Tony and Elizabeth Jordan have it all—great jobs, a beautiful daughter, and their dream house. But appearances can be deceiving. Tony and Elizabeth Jordan’s world is actually crumbling under the strain of a failing marriage. While Tony basks in his professional success and flirts with temptation, Elizabeth resigns herself to increasing bitterness. But their lives take an unexpected turn when Elizabeth meets her newest client, Miss Clara, and is challenged to establish a “war room” and a battle plan of prayer for her family. As Elizabeth tries to fight for her family, Tony’s hidden struggles come to light. Tony must decide if he will make amends to his family and prove Miss Clara’s wisdom that victories don’t come by accident.
I will freely admit that faith-based films are always difficult to write about. It’s difficult to be disparaging about a movie that has done nothing wrong, per se, it just carries a “different” message. An overly-preachy, constantly sermonising, ridiculously patronising message, but a message that I’m sure some people will be receptive to. So, um, I guess I can tell you that War Room has 37% on Rotten Tomatoes and apparently good production values… make of that what you will.
Big Stone Gap
Ave Maria Mulligan (Ashley Judd) has lived her whole life in tiny Big Stone Gap, a picturesque coal-mining town nestled in the hollers of southwestern Virginia. When she’s not making deliveries from her family’s pharmacy to far-flung neighbors, Ave Maria directs the annual outdoor drama festival, keeps chaste company with her longtime beau, Theodore (John Benjamin Hickey), and exchanges good-natured barbs with local hunk Jack MacChesney (Patrick Wilson).
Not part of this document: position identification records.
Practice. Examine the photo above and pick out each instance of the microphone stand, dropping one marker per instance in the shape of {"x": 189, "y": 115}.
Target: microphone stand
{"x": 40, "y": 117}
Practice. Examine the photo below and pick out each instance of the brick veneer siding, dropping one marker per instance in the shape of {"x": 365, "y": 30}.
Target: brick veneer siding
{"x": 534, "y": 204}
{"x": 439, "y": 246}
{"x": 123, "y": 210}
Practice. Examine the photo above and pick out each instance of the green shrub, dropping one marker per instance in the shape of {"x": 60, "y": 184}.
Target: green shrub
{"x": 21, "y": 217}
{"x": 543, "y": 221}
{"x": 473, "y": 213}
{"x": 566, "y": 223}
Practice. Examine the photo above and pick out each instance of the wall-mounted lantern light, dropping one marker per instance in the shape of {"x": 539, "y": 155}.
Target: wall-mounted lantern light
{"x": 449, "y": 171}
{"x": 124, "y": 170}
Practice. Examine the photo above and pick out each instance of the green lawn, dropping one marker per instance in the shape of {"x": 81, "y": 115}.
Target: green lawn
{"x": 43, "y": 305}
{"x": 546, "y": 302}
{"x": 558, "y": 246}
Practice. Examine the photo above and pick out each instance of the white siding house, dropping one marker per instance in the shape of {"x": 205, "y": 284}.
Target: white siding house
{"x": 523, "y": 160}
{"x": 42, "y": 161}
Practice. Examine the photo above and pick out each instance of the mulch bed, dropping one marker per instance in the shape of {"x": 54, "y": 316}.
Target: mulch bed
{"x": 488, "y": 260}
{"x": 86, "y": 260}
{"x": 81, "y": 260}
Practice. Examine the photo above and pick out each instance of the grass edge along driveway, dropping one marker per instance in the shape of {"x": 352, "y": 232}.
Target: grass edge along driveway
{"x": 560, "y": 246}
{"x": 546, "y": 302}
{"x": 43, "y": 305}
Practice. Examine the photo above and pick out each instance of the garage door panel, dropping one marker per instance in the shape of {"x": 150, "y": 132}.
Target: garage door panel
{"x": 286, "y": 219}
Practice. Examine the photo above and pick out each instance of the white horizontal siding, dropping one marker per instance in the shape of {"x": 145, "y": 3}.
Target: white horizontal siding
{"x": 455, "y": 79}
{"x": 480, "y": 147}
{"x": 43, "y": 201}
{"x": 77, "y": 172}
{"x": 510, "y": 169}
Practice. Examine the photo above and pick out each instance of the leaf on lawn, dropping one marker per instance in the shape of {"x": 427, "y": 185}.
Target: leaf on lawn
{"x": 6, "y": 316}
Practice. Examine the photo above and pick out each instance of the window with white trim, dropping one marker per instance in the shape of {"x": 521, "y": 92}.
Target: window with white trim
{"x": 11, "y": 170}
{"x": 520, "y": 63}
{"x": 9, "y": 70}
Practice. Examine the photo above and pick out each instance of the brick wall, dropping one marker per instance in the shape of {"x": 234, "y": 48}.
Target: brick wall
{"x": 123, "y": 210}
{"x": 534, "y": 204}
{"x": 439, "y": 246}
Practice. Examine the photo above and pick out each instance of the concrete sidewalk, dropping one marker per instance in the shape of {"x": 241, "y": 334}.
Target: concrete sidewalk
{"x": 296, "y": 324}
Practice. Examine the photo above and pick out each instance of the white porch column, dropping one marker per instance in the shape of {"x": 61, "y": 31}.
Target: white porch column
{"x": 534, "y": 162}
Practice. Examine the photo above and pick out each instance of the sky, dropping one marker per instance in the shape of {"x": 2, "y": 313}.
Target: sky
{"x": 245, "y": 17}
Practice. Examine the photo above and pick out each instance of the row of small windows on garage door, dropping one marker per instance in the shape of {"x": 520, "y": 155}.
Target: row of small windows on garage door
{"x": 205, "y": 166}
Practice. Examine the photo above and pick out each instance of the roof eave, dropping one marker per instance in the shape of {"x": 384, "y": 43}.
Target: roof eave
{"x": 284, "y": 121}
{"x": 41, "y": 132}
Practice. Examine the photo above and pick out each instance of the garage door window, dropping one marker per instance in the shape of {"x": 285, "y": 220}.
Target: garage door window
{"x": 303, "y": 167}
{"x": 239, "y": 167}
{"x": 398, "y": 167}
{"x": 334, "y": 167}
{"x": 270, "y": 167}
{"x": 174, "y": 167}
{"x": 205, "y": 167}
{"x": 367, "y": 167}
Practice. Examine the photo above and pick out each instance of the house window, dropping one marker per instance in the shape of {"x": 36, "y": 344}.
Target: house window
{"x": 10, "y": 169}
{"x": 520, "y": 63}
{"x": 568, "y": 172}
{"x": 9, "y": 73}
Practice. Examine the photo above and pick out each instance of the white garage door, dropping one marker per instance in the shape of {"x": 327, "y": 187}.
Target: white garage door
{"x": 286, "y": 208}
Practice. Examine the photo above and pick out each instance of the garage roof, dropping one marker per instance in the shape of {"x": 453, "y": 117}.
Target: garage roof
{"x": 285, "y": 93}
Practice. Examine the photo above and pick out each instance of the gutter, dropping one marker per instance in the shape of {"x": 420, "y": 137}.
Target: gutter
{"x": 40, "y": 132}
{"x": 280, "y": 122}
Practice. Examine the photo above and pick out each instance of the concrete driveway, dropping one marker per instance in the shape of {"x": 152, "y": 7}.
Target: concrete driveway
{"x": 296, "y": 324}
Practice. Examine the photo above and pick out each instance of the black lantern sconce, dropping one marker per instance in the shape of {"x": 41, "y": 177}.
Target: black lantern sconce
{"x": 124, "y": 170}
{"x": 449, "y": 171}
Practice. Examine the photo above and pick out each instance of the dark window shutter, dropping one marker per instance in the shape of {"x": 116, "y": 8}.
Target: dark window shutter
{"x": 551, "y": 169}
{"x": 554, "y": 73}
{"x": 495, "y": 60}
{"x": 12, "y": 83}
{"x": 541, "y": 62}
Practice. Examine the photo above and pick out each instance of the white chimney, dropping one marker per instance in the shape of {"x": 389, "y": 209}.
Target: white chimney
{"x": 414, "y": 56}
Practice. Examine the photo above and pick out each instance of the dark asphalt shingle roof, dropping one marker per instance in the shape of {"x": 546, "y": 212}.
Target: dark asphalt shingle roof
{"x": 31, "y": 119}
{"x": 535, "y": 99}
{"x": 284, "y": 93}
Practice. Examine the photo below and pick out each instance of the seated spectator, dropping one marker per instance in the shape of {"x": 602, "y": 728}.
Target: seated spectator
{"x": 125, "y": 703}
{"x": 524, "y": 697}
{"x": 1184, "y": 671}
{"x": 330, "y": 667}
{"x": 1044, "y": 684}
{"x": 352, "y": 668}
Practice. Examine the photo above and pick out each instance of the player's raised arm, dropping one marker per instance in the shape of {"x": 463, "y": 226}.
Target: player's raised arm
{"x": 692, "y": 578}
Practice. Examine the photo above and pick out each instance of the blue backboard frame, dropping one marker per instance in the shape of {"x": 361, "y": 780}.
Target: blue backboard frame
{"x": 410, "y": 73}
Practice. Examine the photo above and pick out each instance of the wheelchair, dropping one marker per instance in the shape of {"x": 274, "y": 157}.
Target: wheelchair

Just as Ave Maria has resigned herself to life as a self-proclaimed “old maid,”she is caught off guard by a family secret, an unexpected marriage proposal and a once-in-a-lifetime visit to Big Stone Gap by movie legend Elizabeth Taylor. With everything she knows changing before her eyes, Ave Maria plans the adventure of a lifetime in Big Stone Gap, a homespun romantic comedy about small-town life, working people and the triumph of love.
As sappy and one dimensional as a greeting-card, Big Stone Gap hasn’t earned any love from critics. It’s mediocre, over-simplified and completely lacking in any momentum or direction. Also, it’s kind of hard to sell Ashley Judd as a spinster, self-proclaimed or not. 35% on Rotten Tomatoes means this is a movie you might as well miss.